Por: Maria João de Novais

A recente tomada de posição da Ordem dos Advogados de Cabo Verde (OACV) reacendeu um debate necessário sobre o papel das instituições representativas num Estado de Direito e sobre o equilíbrio delicado entre a afirmação de princípios constitucionais e a defesa efectiva da classe que representam. 

    Embora o comunicado divulgado reafirme valores estruturantes como a legalidade, a independência das instituições judiciais e o respeito pela ordem constitucional, subsistem reservas legítimas quanto ao momento, ao enfoque e ao alcance da intervenção.

    O contexto em que o comunicado foi emitido é particularmente sensível. Estão em causa processos ainda sob segredo de justiça, acompanhados de intensa exposição mediática e de crescente polarização política. 

    Nestes termos, teria sido desejável que a Ordem promovesse um debate interno mais amplo, ouvindo a diversidade de posições existentes no seio da advocacia cabo-verdiana. Uma tomada de posição com este impacto público deveria resultar de reflexão colectiva, reforçando a legitimidade institucional da OACV e a coesão da classe que representa. A ausência desse exercício de escuta explica, em parte, o desconforto manifestado por vários advogados, que percepcionam o comunicado como precipitado e pouco representativo.

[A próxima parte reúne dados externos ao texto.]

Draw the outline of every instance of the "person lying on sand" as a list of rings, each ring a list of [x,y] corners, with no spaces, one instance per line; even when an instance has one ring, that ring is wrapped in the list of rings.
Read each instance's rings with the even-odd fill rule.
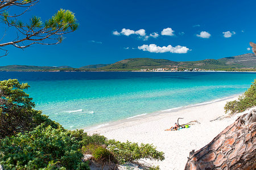
[[[172,127],[171,127],[171,128],[166,129],[164,130],[165,131],[173,131],[173,130],[177,130],[178,129],[179,129],[179,126],[177,124],[177,123],[175,123],[174,127],[172,126]]]

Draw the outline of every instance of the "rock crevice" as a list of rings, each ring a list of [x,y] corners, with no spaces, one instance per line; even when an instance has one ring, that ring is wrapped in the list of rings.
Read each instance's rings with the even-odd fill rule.
[[[185,169],[256,169],[256,108],[189,158]]]

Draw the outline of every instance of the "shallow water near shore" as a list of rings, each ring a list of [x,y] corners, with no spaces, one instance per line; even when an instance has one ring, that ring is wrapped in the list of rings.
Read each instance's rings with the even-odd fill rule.
[[[0,72],[9,78],[27,82],[36,109],[75,129],[241,94],[256,73]]]

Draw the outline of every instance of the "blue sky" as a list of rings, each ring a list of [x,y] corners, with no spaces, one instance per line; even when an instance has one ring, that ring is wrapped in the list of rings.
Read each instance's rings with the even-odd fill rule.
[[[137,57],[218,59],[251,53],[249,42],[256,41],[252,0],[71,2],[40,1],[20,19],[26,22],[36,15],[44,20],[61,8],[68,9],[80,23],[77,31],[56,45],[24,50],[8,46],[9,54],[0,58],[0,65],[79,67]],[[0,23],[2,34],[4,29]],[[16,34],[11,29],[6,33],[7,37]]]

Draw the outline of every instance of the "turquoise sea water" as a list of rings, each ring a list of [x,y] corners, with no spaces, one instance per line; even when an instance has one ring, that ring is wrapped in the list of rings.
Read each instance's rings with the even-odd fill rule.
[[[69,129],[240,94],[252,73],[0,72],[27,82],[36,109]]]

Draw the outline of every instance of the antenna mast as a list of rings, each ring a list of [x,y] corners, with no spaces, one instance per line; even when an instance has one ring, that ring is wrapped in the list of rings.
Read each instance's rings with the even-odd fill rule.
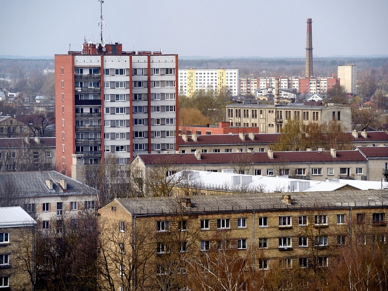
[[[105,47],[105,39],[103,38],[103,26],[105,26],[105,21],[103,18],[103,3],[104,3],[104,0],[99,0],[99,2],[100,2],[101,4],[100,21],[99,21],[99,25],[100,25],[101,27],[101,29],[100,33],[100,40],[101,41],[100,43],[101,44],[103,48],[104,48],[104,47]],[[104,49],[103,50],[104,50]]]

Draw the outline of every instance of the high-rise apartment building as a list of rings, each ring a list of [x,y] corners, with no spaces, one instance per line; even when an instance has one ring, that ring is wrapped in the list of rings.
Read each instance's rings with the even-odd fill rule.
[[[191,98],[200,90],[218,92],[226,90],[238,95],[238,69],[196,69],[179,71],[179,92]]]
[[[357,67],[355,64],[338,66],[338,77],[348,93],[356,93]]]
[[[56,55],[59,168],[68,173],[73,154],[85,164],[110,155],[128,164],[139,153],[174,153],[177,70],[177,55],[124,52],[117,43]]]

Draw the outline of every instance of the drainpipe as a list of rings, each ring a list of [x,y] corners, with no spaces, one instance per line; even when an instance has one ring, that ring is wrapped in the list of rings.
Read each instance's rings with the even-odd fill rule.
[[[255,211],[252,212],[252,270],[255,272]]]

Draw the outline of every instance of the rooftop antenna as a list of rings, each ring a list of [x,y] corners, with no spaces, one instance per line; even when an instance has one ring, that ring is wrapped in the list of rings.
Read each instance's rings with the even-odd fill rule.
[[[105,46],[105,39],[103,38],[103,27],[105,26],[105,20],[103,18],[103,3],[104,3],[104,0],[99,0],[99,2],[101,3],[101,14],[100,16],[100,21],[99,21],[99,25],[101,27],[100,37],[101,46],[104,48]],[[97,44],[98,44],[98,43]],[[96,44],[96,46],[98,46],[99,45]]]

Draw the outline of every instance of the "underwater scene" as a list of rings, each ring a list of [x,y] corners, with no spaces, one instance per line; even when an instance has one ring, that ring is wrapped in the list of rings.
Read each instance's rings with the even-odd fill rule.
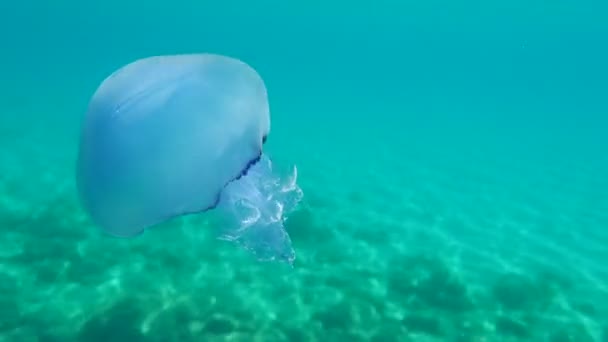
[[[0,341],[608,341],[608,2],[0,2]]]

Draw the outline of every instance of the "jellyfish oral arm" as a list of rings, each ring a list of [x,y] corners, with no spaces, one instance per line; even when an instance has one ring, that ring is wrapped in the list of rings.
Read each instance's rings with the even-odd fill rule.
[[[219,238],[242,246],[259,260],[292,264],[295,251],[284,223],[302,199],[302,191],[296,184],[295,166],[286,175],[272,166],[262,155],[246,174],[226,185],[215,208],[222,218]]]

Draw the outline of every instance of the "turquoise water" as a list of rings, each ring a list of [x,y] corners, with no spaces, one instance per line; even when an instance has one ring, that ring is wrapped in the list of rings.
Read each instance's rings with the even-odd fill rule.
[[[3,341],[608,340],[607,3],[0,4]],[[75,191],[99,82],[213,52],[269,91],[294,268],[204,215],[108,238]]]

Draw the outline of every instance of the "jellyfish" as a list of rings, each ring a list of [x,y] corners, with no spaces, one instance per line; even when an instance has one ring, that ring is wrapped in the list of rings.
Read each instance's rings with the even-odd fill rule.
[[[103,80],[89,102],[77,158],[80,201],[96,226],[123,238],[211,210],[218,239],[292,264],[285,221],[303,194],[295,165],[278,169],[264,153],[269,133],[264,81],[243,61],[136,60]]]

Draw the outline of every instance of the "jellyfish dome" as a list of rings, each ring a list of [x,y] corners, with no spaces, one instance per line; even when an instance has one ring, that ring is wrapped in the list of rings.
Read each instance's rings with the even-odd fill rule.
[[[82,124],[77,185],[104,232],[134,237],[214,210],[219,237],[259,259],[292,262],[284,221],[302,197],[295,166],[274,170],[266,87],[221,55],[155,56],[123,66],[93,95]]]

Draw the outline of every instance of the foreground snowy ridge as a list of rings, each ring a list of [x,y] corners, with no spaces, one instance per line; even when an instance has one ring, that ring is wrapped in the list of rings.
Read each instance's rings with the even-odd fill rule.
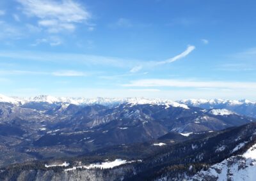
[[[137,161],[141,161],[141,160]],[[132,162],[135,162],[135,161],[127,161],[126,160],[122,160],[120,159],[116,159],[113,161],[106,161],[102,163],[95,163],[90,164],[89,165],[84,166],[73,166],[71,168],[65,169],[65,171],[76,170],[77,168],[84,168],[84,169],[92,169],[92,168],[100,168],[100,169],[108,169],[112,168],[117,166],[120,166],[121,164],[131,163]]]
[[[200,171],[189,180],[255,180],[256,144],[243,155],[232,156]]]

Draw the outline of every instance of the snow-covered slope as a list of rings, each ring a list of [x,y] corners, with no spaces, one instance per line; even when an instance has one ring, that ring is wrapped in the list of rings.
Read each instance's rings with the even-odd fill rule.
[[[127,103],[134,106],[136,105],[164,105],[167,107],[181,107],[189,109],[188,106],[184,104],[178,103],[168,99],[148,99],[143,98],[68,98],[54,97],[47,95],[40,95],[35,97],[26,98],[12,98],[0,94],[0,102],[8,102],[13,104],[28,103],[47,103],[49,104],[64,103],[76,105],[101,105],[104,106],[116,106],[120,104]]]
[[[185,104],[189,106],[200,106],[202,105],[216,106],[216,105],[228,105],[228,106],[237,106],[243,104],[256,104],[255,101],[251,101],[247,99],[242,100],[229,100],[229,99],[183,99],[178,101],[180,103]]]
[[[3,94],[0,94],[0,103],[8,103],[12,104],[19,104],[22,101],[21,99],[17,98],[14,99],[10,97],[7,97]]]
[[[190,180],[255,180],[256,144],[243,155],[232,156],[200,171]]]
[[[235,113],[230,112],[226,109],[219,109],[219,110],[211,110],[209,112],[210,113],[215,115],[230,115],[235,114]]]
[[[200,107],[205,110],[226,109],[234,113],[248,117],[256,117],[256,101],[247,99],[228,100],[228,99],[184,99],[178,101],[180,104],[188,106]]]

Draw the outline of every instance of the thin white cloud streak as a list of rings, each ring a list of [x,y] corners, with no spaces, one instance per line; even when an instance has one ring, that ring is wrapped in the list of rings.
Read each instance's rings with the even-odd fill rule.
[[[50,36],[46,38],[37,39],[31,46],[36,47],[42,43],[49,44],[52,47],[58,46],[63,43],[62,40],[58,36]]]
[[[224,88],[224,89],[256,89],[256,82],[195,82],[169,79],[141,79],[131,81],[130,83],[124,84],[124,87],[170,87],[191,88]]]
[[[142,66],[135,66],[133,67],[131,70],[130,72],[131,73],[136,73],[137,71],[139,71],[140,70],[141,70],[142,69]]]
[[[24,70],[0,70],[0,75],[48,75],[54,76],[86,76],[88,73],[74,70],[63,70],[57,71],[33,71]]]
[[[49,33],[62,30],[74,31],[75,24],[86,22],[91,17],[81,4],[68,1],[17,0],[22,5],[22,11],[29,17],[39,18],[38,24]]]
[[[208,44],[209,43],[209,40],[206,39],[202,39],[201,40],[202,42],[203,42],[204,44]]]
[[[57,76],[85,76],[88,75],[84,72],[76,71],[61,71],[53,72],[52,75]]]
[[[128,89],[130,91],[134,92],[159,92],[160,89]]]
[[[37,61],[53,62],[60,64],[81,64],[99,66],[113,66],[118,68],[132,67],[138,61],[119,59],[117,57],[104,57],[82,54],[58,54],[51,52],[8,52],[0,51],[0,57],[15,59],[19,61]],[[70,61],[72,60],[72,61]]]
[[[187,49],[185,51],[184,51],[183,52],[182,52],[181,54],[175,56],[173,58],[168,59],[166,61],[157,62],[156,62],[156,64],[157,64],[157,65],[163,65],[163,64],[172,63],[172,62],[173,62],[175,61],[178,61],[179,59],[181,59],[184,58],[186,56],[188,56],[195,48],[196,48],[196,47],[195,46],[189,45],[189,46],[188,47]]]
[[[69,97],[85,97],[97,98],[99,95],[105,98],[131,98],[131,97],[144,97],[148,98],[161,98],[170,99],[172,100],[180,100],[183,99],[248,99],[252,101],[255,100],[255,90],[248,91],[248,90],[231,90],[227,91],[225,89],[221,89],[216,90],[189,90],[184,89],[182,90],[160,90],[160,91],[143,91],[143,89],[120,89],[115,87],[110,89],[93,89],[92,87],[73,87],[63,89],[60,88],[59,85],[52,89],[43,90],[38,88],[38,90],[34,92],[21,92],[17,89],[12,91],[4,92],[2,94],[8,95],[12,93],[12,96],[36,96],[38,94],[48,94],[55,96],[69,96]],[[31,95],[33,94],[33,95]]]
[[[56,40],[56,45],[54,40]],[[38,43],[48,43],[52,46],[60,45],[58,40],[42,39],[38,40],[37,42],[33,44],[36,46]],[[61,40],[60,40],[61,41]],[[62,41],[61,41],[62,42]],[[142,68],[152,68],[157,65],[164,64],[184,58],[190,54],[194,49],[194,46],[189,46],[188,48],[180,54],[165,61],[145,61],[132,59],[122,59],[113,57],[104,57],[93,55],[86,55],[81,54],[68,53],[51,53],[51,52],[10,52],[0,51],[0,57],[16,59],[19,61],[38,61],[43,62],[54,62],[60,64],[79,63],[84,65],[99,66],[112,66],[116,68],[130,68],[131,73],[135,73]],[[70,61],[72,60],[72,61]],[[140,64],[140,66],[138,66]]]

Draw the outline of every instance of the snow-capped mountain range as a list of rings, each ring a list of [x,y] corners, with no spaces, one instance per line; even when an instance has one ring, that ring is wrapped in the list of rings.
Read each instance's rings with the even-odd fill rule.
[[[8,97],[3,94],[0,94],[0,102],[5,102],[14,104],[24,104],[28,102],[45,102],[50,104],[54,103],[67,103],[74,105],[93,105],[99,104],[102,105],[109,105],[122,103],[131,103],[132,105],[164,105],[170,104],[172,106],[179,106],[180,105],[186,105],[190,106],[214,106],[216,105],[225,105],[229,106],[237,106],[244,104],[256,105],[256,101],[251,101],[248,99],[242,100],[230,100],[230,99],[183,99],[179,101],[172,101],[170,99],[150,99],[145,98],[86,98],[83,97],[54,97],[48,95],[40,95],[35,97],[29,98],[18,98],[18,97]],[[184,108],[187,106],[184,106]]]
[[[145,98],[69,98],[54,97],[52,96],[40,95],[30,98],[8,97],[0,94],[0,103],[9,103],[13,105],[22,105],[31,103],[44,103],[48,104],[65,103],[75,105],[100,105],[114,107],[121,104],[136,105],[165,105],[166,107],[181,107],[189,109],[189,106],[199,107],[205,110],[213,110],[213,114],[230,114],[238,113],[248,117],[256,117],[256,101],[247,99],[229,100],[229,99],[183,99],[173,101],[170,99],[149,99]]]
[[[0,102],[9,103],[12,104],[24,105],[28,103],[47,103],[49,104],[65,103],[76,105],[101,105],[104,106],[116,106],[123,103],[134,105],[166,105],[173,107],[182,107],[188,109],[187,105],[180,104],[168,99],[148,99],[139,98],[68,98],[68,97],[54,97],[47,95],[40,95],[30,98],[12,98],[0,94]]]

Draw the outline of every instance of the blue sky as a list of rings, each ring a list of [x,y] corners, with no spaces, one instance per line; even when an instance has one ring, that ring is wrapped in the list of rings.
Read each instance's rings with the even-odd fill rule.
[[[1,93],[255,99],[256,2],[0,1]]]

    Um dos aspectos mais sensíveis prende-se com a ausência de qualquer referência expressa a advogados visados nos processos em causa. 

   A Ordem dos Advogados tem como missão essencial a defesa da dignidade, dos direitos e da independência profissional dos seus membros. Em contextos de elevada exposição pública, esse dever torna-se ainda mais premente. 

    O silêncio institucional sobre esta dimensão fragiliza a confiança da classe na sua representação e pode ser interpretado como uma falha na protecção daqueles que a Ordem existe precisamente para defender.

     Apesar de o processo se encontrar, formalmente, sob segredo de justiça, conforme reiterado pelo Ministério Público, é inegável que, há muito, diversos elementos – incluindo nomes, factos e documentos – circulam amplamente no espaço público. 

    Independentemente da origem dessa exposição, trata-se de uma realidade preocupante, pelos efeitos que produz sobre as garantias processuais, a presunção de inocência e a serenidade que deve presidir à administração da justiça. 

   A existência de julgamentos mediáticos antecipados e a crescente especulação em torno do caso contribuem para a politização de um processo que deveria permanecer circunscrito ao plano judicial.

   A percepção de politização da justiça constitui um risco real para a credibilidade das instituições democráticas e para a confiança dos cidadãos. Ao intervir publicamente nos moldes em que o fez, a OACV corre o risco de ser associada a uma leitura política de um processo judicial ainda em curso, o que pode comprometer a imagem da justiça e da própria advocacia. A defesa do Estado de Direito exige equilíbrio, prudência e sentido institucional, bem como a capacidade de afirmar princípios sem perder de vista o papel específico da Ordem enquanto garante dos direitos e da dignidade profissional dos advogados.

   A Ordem dos Advogados não é apenas uma instância de afirmação abstrata de valores constitucionais. É, acima de tudo, uma instituição de proximidade com os seus membros, chamada a agir com ponderação, rigor e sensibilidade, sobretudo em momentos de crise. 

     A sua autoridade moral reside na capacidade de conciliar a defesa intransigente da legalidade com a protecção efectiva da classe que representa, mantendo uma postura de independência e responsabilidade institucional.

      Mais do que reafirmações genéricas, esperava-se da OACV um posicionamento mais inclusivo, atento às garantias processuais, ao respeito efectivo pelo segredo de justiça e à necessidade de evitar a instrumentalização política de processos judiciais em curso. É nesta defesa serena, firme e verdadeiramente institucional da advocacia que reside a força e a credibilidade da Ordem dos Advogados de Cabo Verde.